Streaming live at 10am (PST)

Prevent Webflow Content from Being Indexed

Hello,

I just realized that the PDFs housed in our webflow site’s CMS are being indexed by Google. Is there a way to stop this?


Here is my public share link: LINK
(how to access public share link)

1 Like

No there is not since the resources are stored on the common CDN. You would need to use other hosting for those files.

Hi @webdev - is this still the case?

I came across an answer from @mistercreate here which said the following:

Yes, you can exclude the PDF by adding the adding the following to your SEO settings:
Disallow: /*.pdf for robots.txt

Your robots.txt settings can be found within any project within the SEO tab /seo of your project.

Hopefully, this was helpful. Feel free to let me know if this is helpful, or if you have any additional questions.

I’ll be standing by to help further!

Yes. The / is your current domain, not the CDN. Since the files are on the CDN a robots.txt exclusion can’t be honored. If it could anyone could block everyone else from having indexed content. The solution is to place PDF assets on a hosting platform where you can control the asset and indexing.

Thanks Jeff. Do you have any suggestions of what’s easiest to use for this?

@alastairbudge - Easiest is subjective. I manage lots of servers and cloud infrastructure so I have lots of options. What you need will depend on how often a PDF is served and where the visitors are located geographically. A busy resource might require a CDN.

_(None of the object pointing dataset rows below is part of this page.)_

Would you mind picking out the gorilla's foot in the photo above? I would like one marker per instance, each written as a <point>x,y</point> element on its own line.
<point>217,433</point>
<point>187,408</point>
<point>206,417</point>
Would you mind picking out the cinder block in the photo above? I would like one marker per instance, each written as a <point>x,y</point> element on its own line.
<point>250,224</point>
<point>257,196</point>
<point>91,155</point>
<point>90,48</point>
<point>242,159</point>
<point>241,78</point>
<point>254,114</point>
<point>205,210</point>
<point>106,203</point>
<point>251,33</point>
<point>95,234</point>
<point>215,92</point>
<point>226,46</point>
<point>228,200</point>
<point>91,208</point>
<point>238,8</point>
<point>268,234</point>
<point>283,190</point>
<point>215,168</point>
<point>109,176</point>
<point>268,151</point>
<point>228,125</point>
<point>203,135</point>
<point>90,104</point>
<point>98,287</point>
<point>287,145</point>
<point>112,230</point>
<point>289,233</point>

Basically you need to be able to place a robots.txt file in the root of whatever the domain or subdomain is. So you could use any CDN like Amazon S3 or a simple web hosting provider that allows you to upload and publically serve resources plus your robots.txt so you can restrict bots.

Thanks @webdev. I guess Amazon S3 will be easiest.

Think this would definitely be a great feature to have on Webflow for users who don’t want uploaded documents to be indexed by Google.